The Portland’s three-cot Neonatal Intensive Care Unit (NICU) and fourcot Special Care Baby Unit (SCBU)
are both equipped with the latest equipment to monitor and care for babies with complex medical needs or post-surgical problems. This includes ventilators and brain function monitors.
Dr Simon Bignall, a Consultant Paediatrician and Neonatologist and Director of the Unit, says: ‘We have a team of six neonatologists on a rota to give 24 hour care, all of whom have practised at a very high level in leading NHS hospitals.
‘The team has a daily ward round and conference at which we’ll decide if a baby needs input from a sub-specialist such as a cardiologists or a dietitian. If a baby is very sick, this happens twice a day. Babies can become very ill extremely fast and also recover very quickly, so we are always on the lookout for signs of infection.’

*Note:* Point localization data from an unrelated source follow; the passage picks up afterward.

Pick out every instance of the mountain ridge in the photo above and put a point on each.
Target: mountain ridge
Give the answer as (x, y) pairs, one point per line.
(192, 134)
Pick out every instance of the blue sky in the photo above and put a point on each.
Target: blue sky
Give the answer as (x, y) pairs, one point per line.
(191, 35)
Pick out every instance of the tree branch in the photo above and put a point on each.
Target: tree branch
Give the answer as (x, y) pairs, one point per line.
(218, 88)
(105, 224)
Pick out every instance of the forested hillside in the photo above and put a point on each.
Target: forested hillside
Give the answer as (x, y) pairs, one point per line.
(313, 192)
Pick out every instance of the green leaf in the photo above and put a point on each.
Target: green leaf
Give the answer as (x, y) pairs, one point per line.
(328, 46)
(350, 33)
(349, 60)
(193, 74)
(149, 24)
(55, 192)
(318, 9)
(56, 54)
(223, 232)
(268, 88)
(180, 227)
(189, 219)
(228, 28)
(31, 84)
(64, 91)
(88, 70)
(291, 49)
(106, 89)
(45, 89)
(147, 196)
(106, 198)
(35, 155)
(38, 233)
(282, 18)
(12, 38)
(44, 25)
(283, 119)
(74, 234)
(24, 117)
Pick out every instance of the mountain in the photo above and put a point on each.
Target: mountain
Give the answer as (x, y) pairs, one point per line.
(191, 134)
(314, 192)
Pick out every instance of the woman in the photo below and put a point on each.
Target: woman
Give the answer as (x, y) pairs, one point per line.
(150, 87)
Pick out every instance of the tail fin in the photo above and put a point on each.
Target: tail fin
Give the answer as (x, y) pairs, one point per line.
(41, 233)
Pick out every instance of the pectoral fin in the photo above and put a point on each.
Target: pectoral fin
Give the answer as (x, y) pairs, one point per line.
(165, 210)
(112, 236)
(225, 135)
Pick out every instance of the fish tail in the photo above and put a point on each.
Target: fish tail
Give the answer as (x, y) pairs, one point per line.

‘The environment of NICU is designed to reduce stress to babies – there is low level lighting and we try to reduce any sharp abrupt noises. We also involve patients in care as much as possible and encourage skin-to-skin contact. Parents get a very personalised service from the consultants and nursing staff.’

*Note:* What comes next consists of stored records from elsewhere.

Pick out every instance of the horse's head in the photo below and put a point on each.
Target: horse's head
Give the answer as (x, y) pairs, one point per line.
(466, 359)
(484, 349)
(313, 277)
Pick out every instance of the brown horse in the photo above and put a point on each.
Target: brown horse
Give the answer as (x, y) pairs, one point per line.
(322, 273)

The unit has just taken delivery of a special brain function monitor which can measure brain activity. ‘This is particularly useful where a baby has had a difficult birth – for instance, if they are born with no heart beat and have to be resuscitated - as we know the 6 to 12 hours after the birth, the brain can produce toxic chemicals which can cause secondary damage to the brain,’ explains Dr Bignall.
‘Low levels or abnormal brain activity can be detected by the monitor and we can transfer the baby to a nearby centre for brain cooling treatment, which can help prevent secondary brain damage.’
For Laura, the level of care Grey received was something she’ll never forget. ‘Grey is really thriving now - he’s feeding well and is such a chilled baby, taking everything in his stride. He is seeing a developmental therapist to check he is meeting his developmental milestones, but all the signs are that he’s healthy. We are thankful everyday to have him home. He is a true miracle.’